Chapter 41
Lucy
That night, the rough edge of Jay’s spare bed pressed into my back, but it was the first thing I’d had to stretch out on since the Fangs had taken me, and it was warm.
Jay had given me some of his clothes and I’d chosen a well-worn black Dead Knight’s T-shirt of his to snuggle up in.
The room was dim, lit only by the small lamp on the worn desk and voices carried up from the clubhouse’ main areas.
I stared at the chipped ceiling, thinking about everything.
Caleb, the club, the war that had taken so much.
Then there was Jay. Funny how in the chaos, my thoughts kept drifting to him, the man I’d hated for so long, the man I’d come to lean on, the man I was starting to care about more than I wanted to admit.
I clenched my jaw and rolled my eyes. There was no time for those kinds of thoughts, not when everything could change in an instant.
But, for a moment, lying there alone, I allowed myself to think about what happened next with Jay, the Reaper who came for me when I was at my lowest, when I had nobody else, who risked everything to pull me out of the darkness.
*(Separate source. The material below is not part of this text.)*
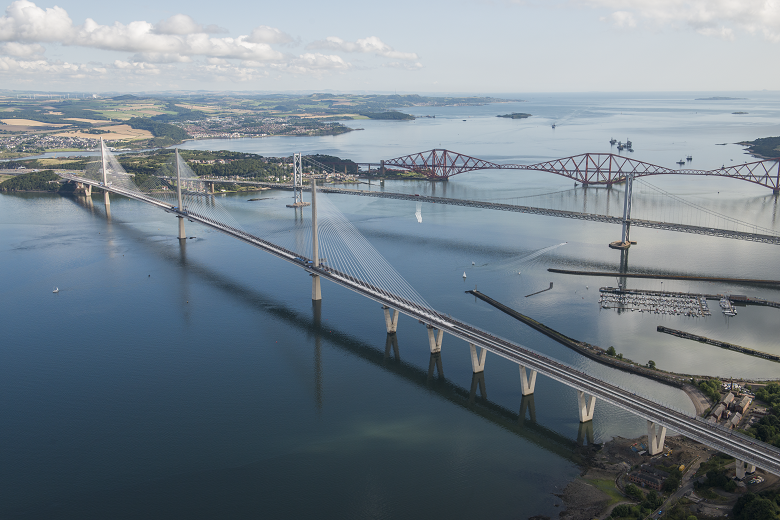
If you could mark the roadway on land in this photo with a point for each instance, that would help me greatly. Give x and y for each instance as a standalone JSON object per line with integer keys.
{"x": 732, "y": 443}
{"x": 652, "y": 224}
The memory of his hands, his words, the heat of his body pressed against mine flashed in my head, reminders that he didn’t only save me from the world outside but from the loneliness inside too.
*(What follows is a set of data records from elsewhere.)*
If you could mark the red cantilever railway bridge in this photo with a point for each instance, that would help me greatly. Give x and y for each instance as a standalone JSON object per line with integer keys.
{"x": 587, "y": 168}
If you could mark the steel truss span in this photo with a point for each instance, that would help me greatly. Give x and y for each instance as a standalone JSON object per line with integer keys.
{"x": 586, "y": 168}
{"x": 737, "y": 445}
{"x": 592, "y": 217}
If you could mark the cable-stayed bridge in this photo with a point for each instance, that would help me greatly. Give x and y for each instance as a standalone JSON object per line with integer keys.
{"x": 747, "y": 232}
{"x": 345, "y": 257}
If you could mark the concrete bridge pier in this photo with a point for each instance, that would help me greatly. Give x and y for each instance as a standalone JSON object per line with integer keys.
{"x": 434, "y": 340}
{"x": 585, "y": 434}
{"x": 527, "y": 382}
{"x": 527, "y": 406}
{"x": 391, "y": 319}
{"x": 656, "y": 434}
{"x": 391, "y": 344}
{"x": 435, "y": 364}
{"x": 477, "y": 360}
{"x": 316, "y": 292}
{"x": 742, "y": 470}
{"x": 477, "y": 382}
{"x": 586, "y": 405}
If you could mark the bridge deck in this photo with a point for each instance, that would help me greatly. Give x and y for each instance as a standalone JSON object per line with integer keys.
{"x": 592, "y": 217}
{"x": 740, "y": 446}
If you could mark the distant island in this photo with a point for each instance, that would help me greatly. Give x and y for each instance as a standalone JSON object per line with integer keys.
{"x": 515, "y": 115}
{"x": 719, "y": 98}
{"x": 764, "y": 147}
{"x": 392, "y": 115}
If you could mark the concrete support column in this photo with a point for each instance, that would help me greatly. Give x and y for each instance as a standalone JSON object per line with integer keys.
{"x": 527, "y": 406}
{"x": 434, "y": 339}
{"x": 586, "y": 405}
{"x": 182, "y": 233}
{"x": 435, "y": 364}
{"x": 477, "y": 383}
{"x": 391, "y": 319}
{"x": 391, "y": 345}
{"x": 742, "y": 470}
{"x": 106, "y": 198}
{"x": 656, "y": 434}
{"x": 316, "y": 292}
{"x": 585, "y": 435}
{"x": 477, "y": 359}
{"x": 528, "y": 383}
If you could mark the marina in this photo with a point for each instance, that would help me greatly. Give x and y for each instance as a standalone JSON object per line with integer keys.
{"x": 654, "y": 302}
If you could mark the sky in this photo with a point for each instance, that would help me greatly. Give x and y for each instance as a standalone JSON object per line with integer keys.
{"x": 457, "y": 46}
At first, I’d hated him. Hated that he was a part of the life that took Caleb away. Hated that he’d treated me like I was grief in a hoodie, fragile and broken. Hated how he broke my heart years ago, but no other man had ever measured up to him, even when I hadn’t had a taste of him.
After the kiss on the porch the night of the fire, and then he saved me, I saw him for what he really was—steady, relentless, and fiercely loyal. A man who never backed down, even when everything inside him screamed to run, even when he could lose everything he had.
There was something raw and natural about the way he moved through danger like it was second nature, like he had been ready for that moment his whole life. But when it came to me, I saw the cracks, the fear he tried to hide behind his fierce, hard edge.
I swallowed, heart twisting. I was falling for him... again.
I hated how much I needed him, how much I wanted him to see me, not as the girl dragged into the mess but as someone worth fighting for. Tomorrow, I would ride with them into Fangs territory and help to take down the bastards who thought they could break me.
I closed my eyes and let the quiet pull me under, holding onto the hope that maybe, after all the chaos, there was still something good waiting for us. Something more than war and loss.